Per definirsi come scrittore, pesca almeno cinque o sei aggettivi. Emotivo, prima di tutto. Poi: teatrale, drammatico, psicologico, sessuale, spirituale. Tutto – aggiunge – fuorché intellettuale. «Non ho mai letto romanzi intellettuali, e di sicuro non ne scrivo» chiarisce subito John Irving, perentorio: il tono di un pugile gentile. Abbandonato anni fa il ring, è scrittore a tempo pieno: «Scrivo tutto il giorno ogni giorno. Ho più romanzi da scrivere di quanto sia il tempo che ho davanti per scriverli». È già alle prese con il prossimo – una storia di fantasmi – mentre in Italia esce l’ultimo, già pubblicato in mezzo mondo. Si intitola Viale dei Misteri, è un viaggio prodigioso, lungo seicento pagine. Uno scrittore cinquantenne, Juan Diego, appena un po’ confuso dai farmaci beta-bloccanti che assume con disinvoltura, vola dall’America verso le Filippine per ritrovare un pezzo della sua infanzia messicana. Quando viveva in una discarica, salvava i libri dall’inceneritore, e scopriva a ogni passo – con una sorellina quasi veggente al fianco – qualcosa di miracoloso. Anche nella disperazione e nella miseria più nera. Pochi scrittori sono “dickensiani” come Irving. Orfani, figli illegittimi, ragazzini “atipici”: il bambino Homer nella comunità raccontata in Le regole della casa del sidro, diventato film premio Oscar, Owen nel commovente Preghiera per un amico, Billy e la sua “diversità” nel più recente In una sola persona. Irving continua a esplorare il paesaggio turbolento dell’infanzia e dell’adolescenza – la lotta libera con il mondo adulto, la ricerca di una possibilità di riscatto.

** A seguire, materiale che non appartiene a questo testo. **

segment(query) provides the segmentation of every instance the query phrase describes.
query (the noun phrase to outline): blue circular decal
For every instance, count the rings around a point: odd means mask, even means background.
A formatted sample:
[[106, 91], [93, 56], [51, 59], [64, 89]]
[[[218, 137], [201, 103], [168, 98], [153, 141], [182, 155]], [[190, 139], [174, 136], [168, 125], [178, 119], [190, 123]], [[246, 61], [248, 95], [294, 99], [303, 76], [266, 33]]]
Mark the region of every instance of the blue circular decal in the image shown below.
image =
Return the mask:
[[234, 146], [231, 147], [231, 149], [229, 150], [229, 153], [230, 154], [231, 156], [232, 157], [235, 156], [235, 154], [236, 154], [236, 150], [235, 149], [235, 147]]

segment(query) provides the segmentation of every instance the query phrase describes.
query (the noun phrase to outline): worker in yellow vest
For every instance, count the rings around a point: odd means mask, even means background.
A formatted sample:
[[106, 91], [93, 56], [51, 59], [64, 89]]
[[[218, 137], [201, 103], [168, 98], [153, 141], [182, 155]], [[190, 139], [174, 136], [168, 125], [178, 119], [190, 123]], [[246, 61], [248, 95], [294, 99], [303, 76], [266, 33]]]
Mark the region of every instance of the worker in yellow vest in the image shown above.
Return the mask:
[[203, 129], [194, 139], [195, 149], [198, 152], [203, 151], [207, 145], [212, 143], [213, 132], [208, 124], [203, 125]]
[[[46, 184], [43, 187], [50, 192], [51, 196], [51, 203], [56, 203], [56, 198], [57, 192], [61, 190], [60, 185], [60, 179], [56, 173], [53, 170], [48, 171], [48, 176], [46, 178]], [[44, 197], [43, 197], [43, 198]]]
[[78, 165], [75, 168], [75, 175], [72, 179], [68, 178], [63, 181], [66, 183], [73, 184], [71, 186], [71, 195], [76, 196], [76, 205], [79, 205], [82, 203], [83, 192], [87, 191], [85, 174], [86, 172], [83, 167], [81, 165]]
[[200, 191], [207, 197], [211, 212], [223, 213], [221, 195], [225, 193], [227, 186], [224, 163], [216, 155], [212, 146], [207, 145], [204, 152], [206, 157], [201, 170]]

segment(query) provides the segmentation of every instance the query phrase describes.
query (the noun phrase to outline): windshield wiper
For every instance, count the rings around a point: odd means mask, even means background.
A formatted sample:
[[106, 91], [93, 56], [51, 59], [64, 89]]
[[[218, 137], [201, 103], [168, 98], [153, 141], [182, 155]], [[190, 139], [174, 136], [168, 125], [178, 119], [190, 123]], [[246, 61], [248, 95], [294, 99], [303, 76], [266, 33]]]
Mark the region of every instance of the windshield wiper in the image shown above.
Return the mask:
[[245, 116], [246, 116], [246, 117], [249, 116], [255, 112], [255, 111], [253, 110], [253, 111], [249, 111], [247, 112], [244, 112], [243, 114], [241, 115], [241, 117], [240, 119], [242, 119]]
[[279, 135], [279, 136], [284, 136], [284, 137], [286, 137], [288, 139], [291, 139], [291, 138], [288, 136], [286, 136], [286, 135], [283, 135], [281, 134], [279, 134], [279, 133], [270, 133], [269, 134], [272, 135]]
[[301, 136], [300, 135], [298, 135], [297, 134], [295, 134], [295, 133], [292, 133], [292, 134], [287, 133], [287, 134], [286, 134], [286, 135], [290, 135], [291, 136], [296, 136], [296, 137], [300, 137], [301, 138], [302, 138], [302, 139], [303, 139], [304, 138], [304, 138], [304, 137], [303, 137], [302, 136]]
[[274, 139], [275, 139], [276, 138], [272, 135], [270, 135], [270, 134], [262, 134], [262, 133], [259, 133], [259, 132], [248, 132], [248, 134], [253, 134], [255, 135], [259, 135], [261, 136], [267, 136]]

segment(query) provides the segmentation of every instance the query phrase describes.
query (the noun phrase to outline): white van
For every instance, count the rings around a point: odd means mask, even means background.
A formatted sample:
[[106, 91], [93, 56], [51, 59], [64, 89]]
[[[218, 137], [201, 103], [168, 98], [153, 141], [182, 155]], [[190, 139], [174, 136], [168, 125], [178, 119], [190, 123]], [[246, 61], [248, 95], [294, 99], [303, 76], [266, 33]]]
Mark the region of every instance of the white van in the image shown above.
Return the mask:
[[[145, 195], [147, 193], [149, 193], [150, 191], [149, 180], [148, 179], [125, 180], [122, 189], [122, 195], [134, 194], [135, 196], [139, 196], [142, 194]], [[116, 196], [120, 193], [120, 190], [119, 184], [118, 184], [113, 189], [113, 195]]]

Nella vita dei suoi personaggi, l’infanzia ha sempre un ruolo centrale. Verrebbe da pensare che sia così anche per lei.
«Nel tipo di storie che mi interessano, i personaggi sono plasmati da qualcosa che accade nell’età del desiderio – quando il desiderio prende forma in noi. Ma se lei dice “penso sia così anche per te”, be’, non proprio. Onestamente, non saprei tirare fuori esperienze dell’infanzia e dell’adolescenza che mi abbiano plasmato o che abbiano avuto un effetto traumatico. Di sicuro, le cose accadute a quell’età, come per chiunque, hanno contribuito alla mia crescita. Ma niente di disastroso, di sconvolgente, o di realmente duraturo. Ho avuto un’infanzia relativamente pacifica e poco movimentata. Noiosa, davvero. Ciò che passa per la mia testa, ciò che accade nella mia immaginazione ha sempre avuto più importanza rispetto alla mia storia personale. E se ho scelto di dare importanza all’infanzia e all’adolescenza nei miei romanzi, è perché questo produce buone storie. Melville teneva incollata allo scrittoio una frase di Schiller: “Rimani fedele ai sogni della tua giovinezza”. Be’, penso a questo come a un consiglio di scrittura. Non si applica necessariamente alla vita reale di tutti. Non alla mia, comunque».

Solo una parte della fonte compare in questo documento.